In the upcoming election, the principles upon which we make our choices will most probably display much about the authenticity and credibility of our witness as a Church in a country much in need of moral clarity. It is a matter of first principles, of which life itself matters most.
A common misunderstanding of Catholic moral teaching is that it is primarily articulated through religious or dogmatic formulas. While none of it is inconsistent with Scripture or tradition, our moral exhortation has always sought to persuade a wider audience than the Sunday congregation, recognizing how profoundly moral principles inform all human relationships, intimate and social, commercial and political.
In our moral teaching, we distinguish a number of factors that define the moral act and — without elaborating on the philosophical technicalities — motives, intentions and consequences do have bearing on the morality or immorality of any human act. A kiss between healthy persons, for example, might be a harmless enough exchange in itself, but, experience confirms, it can be innocent or seductive, a sign of affection or even (considering Judas) a sign of betrayal. The killing of another human being is never a good thing. In the most objective sense, it is an existential evil: one who could live, grow and (even potentially) breathe no longer can. Yet clearly not all killing is murder, as in the case of pure accident —even if the agent of death is human — or in an instance of self-defense when no other alternative is possible.
Some actions are so inextricably woven through with the intentions and motives of the actor that it is impossible to claim a moral defense proportionate to the grave immorality of the act. The deliberate taking of an innocent human life is such a case, regardless of at which end of the continuum of that life it might occur. Such acts are intrinsically immoral: The evil within them cannot be washed or “edited” out by any combination of “good” intention, exigency or expediency.

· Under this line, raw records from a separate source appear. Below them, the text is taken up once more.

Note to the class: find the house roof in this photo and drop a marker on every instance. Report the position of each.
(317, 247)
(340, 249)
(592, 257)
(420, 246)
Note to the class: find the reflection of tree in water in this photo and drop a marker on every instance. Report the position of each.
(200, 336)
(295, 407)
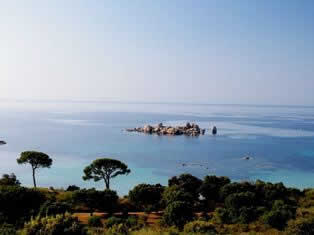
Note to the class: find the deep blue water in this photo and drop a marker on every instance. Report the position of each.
(280, 141)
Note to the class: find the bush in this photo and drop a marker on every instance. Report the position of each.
(7, 229)
(200, 227)
(59, 225)
(279, 215)
(301, 227)
(132, 222)
(113, 221)
(146, 196)
(102, 200)
(72, 188)
(95, 221)
(19, 204)
(175, 193)
(118, 229)
(188, 183)
(9, 180)
(177, 214)
(54, 208)
(211, 186)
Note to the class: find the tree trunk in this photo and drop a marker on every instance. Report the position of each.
(107, 184)
(34, 180)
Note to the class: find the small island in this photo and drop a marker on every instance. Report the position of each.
(189, 130)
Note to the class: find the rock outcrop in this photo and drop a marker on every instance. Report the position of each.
(189, 129)
(214, 131)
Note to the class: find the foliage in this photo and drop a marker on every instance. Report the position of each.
(177, 214)
(72, 188)
(147, 196)
(9, 180)
(301, 226)
(200, 227)
(54, 208)
(131, 223)
(105, 169)
(58, 225)
(95, 221)
(211, 186)
(112, 221)
(18, 204)
(176, 193)
(279, 215)
(118, 229)
(7, 229)
(94, 199)
(231, 188)
(36, 160)
(188, 183)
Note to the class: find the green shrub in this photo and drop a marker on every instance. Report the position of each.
(188, 183)
(54, 208)
(279, 215)
(177, 214)
(113, 221)
(58, 225)
(118, 229)
(106, 200)
(146, 196)
(94, 221)
(176, 193)
(19, 204)
(300, 227)
(210, 189)
(9, 180)
(7, 229)
(200, 227)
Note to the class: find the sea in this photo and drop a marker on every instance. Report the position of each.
(279, 141)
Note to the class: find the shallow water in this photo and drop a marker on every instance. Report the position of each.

Thus, the taking of a life so as to put that human subject out of his or her misery — as in the case of “mercy killing” or assisted suicided — is never a moral option. Similarly, terminating a pre-born life at any stage of growth is never a morally justifiable “choice.” Public policy that would not only sanction such immorality but proactively force citizens to subsidize it under color of law through taxation or regulation is morally unsustainable. It follows that to support it would be material cooperation with evil and, therefore, sinful.
In “Forming Consciences and Faithful Citizenship,” our bishops instruct: “As Catholics we are not single-issue voters. A candidate’s position on a single issue is not sufficient to guarantee a voter’s support. Yet a candidate’s position on a single issue that involves an intrinsic evil, such as support for legal abortion or the promotion of racism, may legitimately lead a voter to disqualify a candidate from receiving support.”
The foundation of our teaching on the sanctity and inviolability of human life at every stage from conception to natural death needs no clearer specific biblical teaching than the fifth commandment, “Thou shalt not kill.”
Throughout Christian history, abortion has always been condemned. Theologians, for the most part, and the magisterium have based the teaching on more than its biblical foundation, the main one being the nature of the human person.
In recent years, the sciences themselves tend to affirm the “seamless garment” of the continuum of human life. There is no point along it at which the human subject is more or less than human and, therefore, a being of moral worth. To put it another way, human dignity is not measured by the accident of status — race, sex, age, nationality, genetics or self-sustainability. Human life at every stage matters.